Patent trolls are companies that have patents with no intent to use them and simply seek to earn money by forcing other companies to pay licensing fees in court. Chairman of the House Judiciary Committee, Representative Bob Goodlatte (R-VA), has introduced a bill designed to attack the business model used by patent trolls, and the bill has a chance of passing. Goodlatte's bill has won backing from leadership in both parties and integrates ideas from similar bills introduced earlier.
The new bill integrates many of the ideas from previous patent reform bills that were introduced by Sens. Chuck Schumer (D-NY) and John Cornyn (R-TX). It also integrates ideas from the SHIELD Act that was previously introduced.

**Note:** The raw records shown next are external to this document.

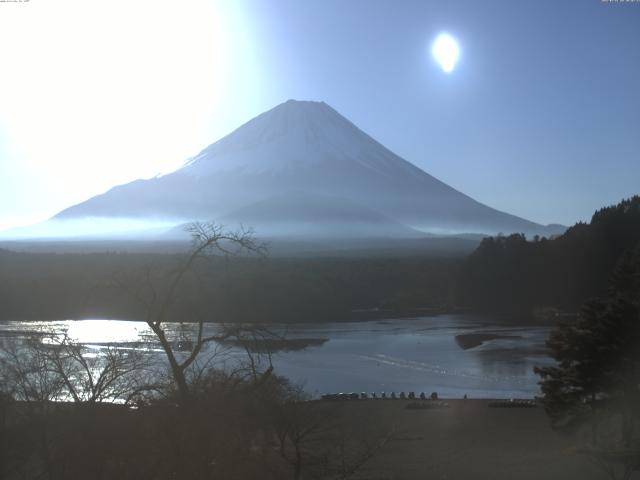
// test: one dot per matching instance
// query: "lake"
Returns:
(452, 355)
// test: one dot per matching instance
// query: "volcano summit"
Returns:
(302, 169)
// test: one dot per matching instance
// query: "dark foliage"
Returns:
(597, 376)
(512, 273)
(42, 286)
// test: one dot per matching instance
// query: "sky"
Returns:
(540, 117)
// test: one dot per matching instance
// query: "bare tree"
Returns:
(208, 239)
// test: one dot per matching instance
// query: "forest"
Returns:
(506, 273)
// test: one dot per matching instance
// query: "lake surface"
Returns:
(420, 354)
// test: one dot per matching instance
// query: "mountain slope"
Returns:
(307, 147)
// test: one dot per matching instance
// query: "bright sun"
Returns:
(446, 52)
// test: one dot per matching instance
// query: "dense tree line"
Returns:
(593, 388)
(513, 273)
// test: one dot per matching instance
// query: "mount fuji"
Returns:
(302, 169)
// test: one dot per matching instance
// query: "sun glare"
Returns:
(95, 94)
(446, 52)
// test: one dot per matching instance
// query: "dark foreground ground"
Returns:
(468, 440)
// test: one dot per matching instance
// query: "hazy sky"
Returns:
(540, 118)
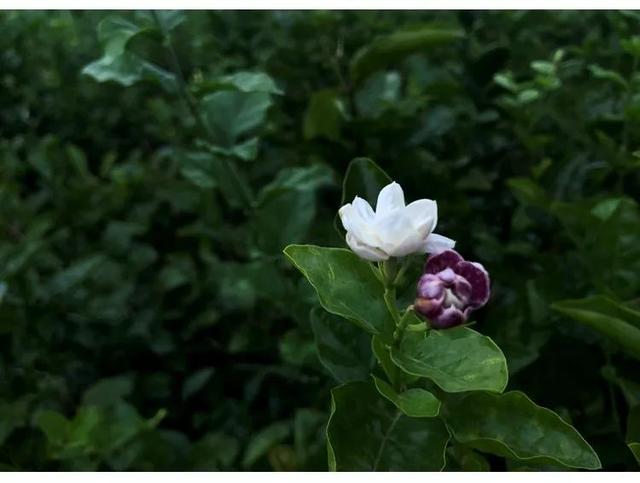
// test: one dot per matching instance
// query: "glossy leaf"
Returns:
(232, 114)
(368, 433)
(119, 64)
(251, 82)
(461, 457)
(342, 347)
(457, 359)
(325, 116)
(291, 196)
(612, 319)
(264, 440)
(383, 52)
(345, 284)
(513, 426)
(414, 402)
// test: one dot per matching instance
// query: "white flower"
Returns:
(393, 230)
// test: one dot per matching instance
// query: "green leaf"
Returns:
(461, 457)
(108, 391)
(606, 74)
(528, 192)
(54, 425)
(264, 440)
(325, 116)
(635, 450)
(232, 114)
(367, 433)
(415, 402)
(612, 319)
(214, 452)
(342, 347)
(513, 426)
(378, 93)
(291, 196)
(120, 65)
(457, 360)
(196, 381)
(345, 284)
(251, 82)
(389, 50)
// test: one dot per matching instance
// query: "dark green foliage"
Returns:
(154, 165)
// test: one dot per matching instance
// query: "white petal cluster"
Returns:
(393, 229)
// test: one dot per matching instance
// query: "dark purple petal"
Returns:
(449, 317)
(462, 288)
(430, 286)
(429, 308)
(447, 259)
(478, 277)
(447, 276)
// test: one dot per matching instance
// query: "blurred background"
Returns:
(153, 165)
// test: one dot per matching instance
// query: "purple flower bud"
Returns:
(450, 288)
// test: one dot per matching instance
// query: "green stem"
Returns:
(401, 327)
(183, 92)
(390, 300)
(177, 70)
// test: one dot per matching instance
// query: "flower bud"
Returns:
(450, 288)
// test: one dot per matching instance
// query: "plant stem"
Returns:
(390, 301)
(401, 328)
(180, 81)
(183, 92)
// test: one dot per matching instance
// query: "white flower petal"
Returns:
(364, 209)
(438, 243)
(394, 230)
(365, 251)
(391, 198)
(423, 212)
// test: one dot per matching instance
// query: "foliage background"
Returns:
(148, 320)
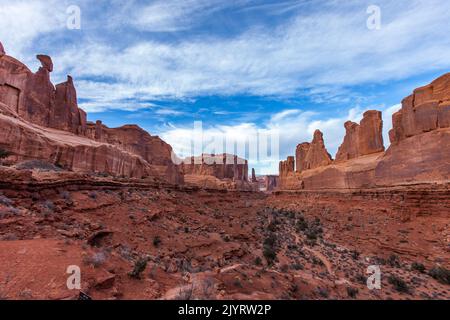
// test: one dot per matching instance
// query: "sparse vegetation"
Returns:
(394, 261)
(352, 292)
(418, 267)
(399, 284)
(440, 274)
(156, 241)
(139, 267)
(96, 260)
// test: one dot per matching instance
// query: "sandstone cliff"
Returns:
(419, 151)
(41, 121)
(362, 139)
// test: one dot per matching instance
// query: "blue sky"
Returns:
(239, 66)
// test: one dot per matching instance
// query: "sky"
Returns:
(276, 70)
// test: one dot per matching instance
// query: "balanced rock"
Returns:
(362, 139)
(317, 155)
(46, 62)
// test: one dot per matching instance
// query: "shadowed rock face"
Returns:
(46, 62)
(221, 166)
(287, 167)
(362, 139)
(427, 109)
(31, 108)
(419, 153)
(254, 175)
(317, 155)
(300, 156)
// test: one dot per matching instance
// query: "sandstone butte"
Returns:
(419, 152)
(40, 121)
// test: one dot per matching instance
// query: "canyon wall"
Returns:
(223, 166)
(41, 121)
(419, 152)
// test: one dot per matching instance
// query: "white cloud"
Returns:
(292, 126)
(322, 53)
(22, 21)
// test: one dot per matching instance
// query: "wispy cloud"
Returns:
(291, 126)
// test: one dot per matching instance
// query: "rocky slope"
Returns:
(209, 244)
(419, 152)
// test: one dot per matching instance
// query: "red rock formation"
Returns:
(254, 176)
(419, 153)
(427, 109)
(46, 62)
(300, 156)
(287, 167)
(2, 50)
(271, 182)
(317, 155)
(223, 166)
(67, 116)
(362, 139)
(39, 107)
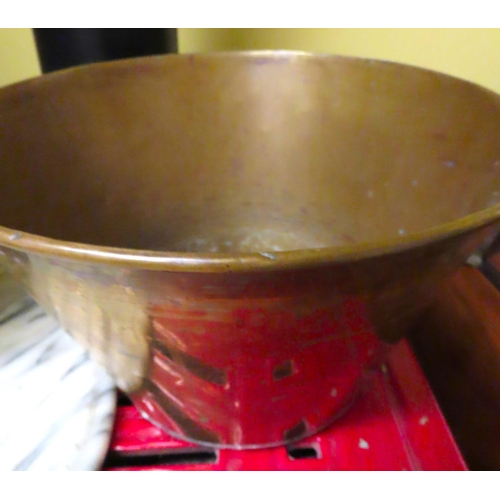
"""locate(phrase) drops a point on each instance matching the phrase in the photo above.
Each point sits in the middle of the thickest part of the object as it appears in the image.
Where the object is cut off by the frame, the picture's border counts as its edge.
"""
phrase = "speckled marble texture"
(57, 406)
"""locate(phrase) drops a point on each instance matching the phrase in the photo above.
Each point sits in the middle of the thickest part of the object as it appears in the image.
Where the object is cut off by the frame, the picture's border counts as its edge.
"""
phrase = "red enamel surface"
(395, 425)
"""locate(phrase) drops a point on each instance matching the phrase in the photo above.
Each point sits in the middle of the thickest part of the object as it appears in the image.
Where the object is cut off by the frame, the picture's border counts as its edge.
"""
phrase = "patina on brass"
(268, 181)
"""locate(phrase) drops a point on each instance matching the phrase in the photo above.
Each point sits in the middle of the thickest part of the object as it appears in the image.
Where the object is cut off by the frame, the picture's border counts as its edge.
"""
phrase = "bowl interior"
(244, 152)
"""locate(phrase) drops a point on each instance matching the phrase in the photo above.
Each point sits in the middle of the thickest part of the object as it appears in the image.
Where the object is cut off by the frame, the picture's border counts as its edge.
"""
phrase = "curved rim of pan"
(204, 262)
(239, 262)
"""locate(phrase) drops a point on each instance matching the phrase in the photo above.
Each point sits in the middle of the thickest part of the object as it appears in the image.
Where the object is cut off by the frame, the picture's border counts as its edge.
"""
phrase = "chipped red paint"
(395, 425)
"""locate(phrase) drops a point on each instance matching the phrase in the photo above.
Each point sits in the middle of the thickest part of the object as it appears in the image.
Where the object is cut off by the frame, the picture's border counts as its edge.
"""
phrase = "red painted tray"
(395, 425)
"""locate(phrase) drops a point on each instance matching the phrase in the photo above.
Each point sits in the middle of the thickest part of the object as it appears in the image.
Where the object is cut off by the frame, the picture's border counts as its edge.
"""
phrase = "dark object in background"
(60, 48)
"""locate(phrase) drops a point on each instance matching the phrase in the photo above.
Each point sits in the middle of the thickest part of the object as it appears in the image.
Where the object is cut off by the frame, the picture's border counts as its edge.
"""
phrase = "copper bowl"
(237, 236)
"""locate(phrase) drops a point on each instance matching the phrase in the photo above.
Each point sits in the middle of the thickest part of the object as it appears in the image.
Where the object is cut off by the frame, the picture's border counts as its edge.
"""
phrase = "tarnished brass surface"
(204, 184)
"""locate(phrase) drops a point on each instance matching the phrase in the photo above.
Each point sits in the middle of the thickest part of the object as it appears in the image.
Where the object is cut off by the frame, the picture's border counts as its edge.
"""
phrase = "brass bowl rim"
(241, 262)
(238, 262)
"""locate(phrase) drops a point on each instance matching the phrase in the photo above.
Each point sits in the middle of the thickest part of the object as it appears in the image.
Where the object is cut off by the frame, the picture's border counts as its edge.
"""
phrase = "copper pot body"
(237, 236)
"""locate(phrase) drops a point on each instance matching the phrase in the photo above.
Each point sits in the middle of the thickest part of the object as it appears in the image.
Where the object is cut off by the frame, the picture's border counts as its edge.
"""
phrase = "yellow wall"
(18, 57)
(468, 53)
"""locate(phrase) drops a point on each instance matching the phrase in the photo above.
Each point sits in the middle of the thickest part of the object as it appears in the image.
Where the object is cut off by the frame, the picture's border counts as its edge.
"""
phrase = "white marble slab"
(57, 406)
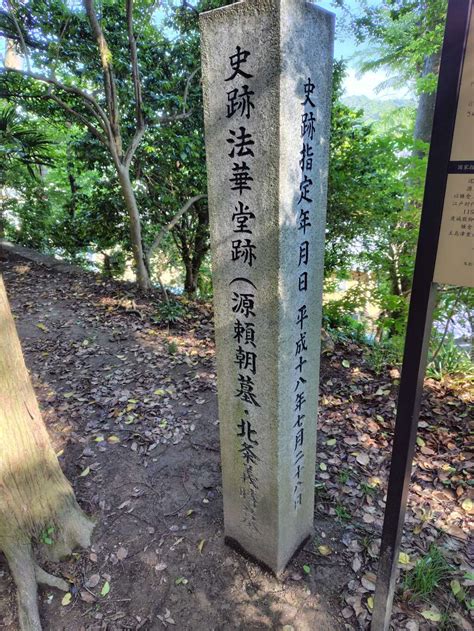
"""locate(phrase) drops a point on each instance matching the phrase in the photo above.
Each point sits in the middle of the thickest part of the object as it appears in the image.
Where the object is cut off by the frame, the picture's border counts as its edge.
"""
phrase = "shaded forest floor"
(131, 408)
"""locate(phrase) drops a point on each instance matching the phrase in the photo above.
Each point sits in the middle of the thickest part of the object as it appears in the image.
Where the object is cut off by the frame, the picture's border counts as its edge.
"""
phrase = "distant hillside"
(374, 109)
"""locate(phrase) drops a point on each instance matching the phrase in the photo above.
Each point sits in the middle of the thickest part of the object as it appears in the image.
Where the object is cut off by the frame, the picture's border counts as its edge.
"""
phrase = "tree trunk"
(143, 278)
(190, 279)
(12, 59)
(34, 493)
(426, 104)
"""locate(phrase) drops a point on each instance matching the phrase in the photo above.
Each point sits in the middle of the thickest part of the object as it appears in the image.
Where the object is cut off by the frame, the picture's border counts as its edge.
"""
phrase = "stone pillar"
(267, 69)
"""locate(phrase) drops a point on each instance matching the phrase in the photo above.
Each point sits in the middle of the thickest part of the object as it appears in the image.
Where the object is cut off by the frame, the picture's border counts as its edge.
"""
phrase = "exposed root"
(22, 566)
(74, 529)
(44, 578)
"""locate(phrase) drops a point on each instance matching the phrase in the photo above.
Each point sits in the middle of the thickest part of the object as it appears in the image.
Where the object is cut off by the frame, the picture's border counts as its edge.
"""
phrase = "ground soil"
(131, 407)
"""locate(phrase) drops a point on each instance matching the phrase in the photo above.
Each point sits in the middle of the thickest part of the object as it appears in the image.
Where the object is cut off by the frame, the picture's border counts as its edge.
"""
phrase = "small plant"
(172, 347)
(47, 535)
(321, 491)
(344, 476)
(449, 359)
(342, 513)
(368, 489)
(169, 312)
(428, 573)
(379, 355)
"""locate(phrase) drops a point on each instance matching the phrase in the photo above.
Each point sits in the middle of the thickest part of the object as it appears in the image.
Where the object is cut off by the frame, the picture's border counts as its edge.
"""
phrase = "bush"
(449, 360)
(379, 355)
(169, 312)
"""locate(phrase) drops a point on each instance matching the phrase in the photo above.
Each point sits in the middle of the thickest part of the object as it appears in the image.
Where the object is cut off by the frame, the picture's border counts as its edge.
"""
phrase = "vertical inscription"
(240, 108)
(304, 228)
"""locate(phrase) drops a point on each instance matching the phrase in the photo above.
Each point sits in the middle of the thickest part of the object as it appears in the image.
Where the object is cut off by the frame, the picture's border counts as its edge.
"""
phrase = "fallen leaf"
(66, 599)
(324, 550)
(93, 581)
(122, 554)
(455, 586)
(429, 614)
(181, 581)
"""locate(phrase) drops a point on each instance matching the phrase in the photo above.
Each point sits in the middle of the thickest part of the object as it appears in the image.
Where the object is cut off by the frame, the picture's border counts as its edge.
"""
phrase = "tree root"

Lawyers from three industry groups, including the Computer and Communications Industry Association, the Electronic Frontier Foundation, and Public Knowledge have all praised the bill even though it's described that's not perfect.
The bill seeks to force patent holders to lay out details of the infringement case early during a lawsuit. The bill also forces the loser in the patent suit pay all legal fees unless they're able to show their case was "substantially justified." Another change the bill proposes is an expansion of the program to allow the review of "business method" patents at the US patent and trademark office.
The bill also proposes a method of allowing customers or end-users of technology to stay a lawsuit while the patent battle rages in court. Many believe that this bill has the best chance of passing of any similar bill released so far. Even if passed, the bill wouldn't put an end of patent trolling, but it would make a loss much more damaging to a patent troll and hopefully less attractive.
EFF attorney Julie Samuels said:
This will make [patent trolling] a less attractive business model and give those who want to fight back tools to do that.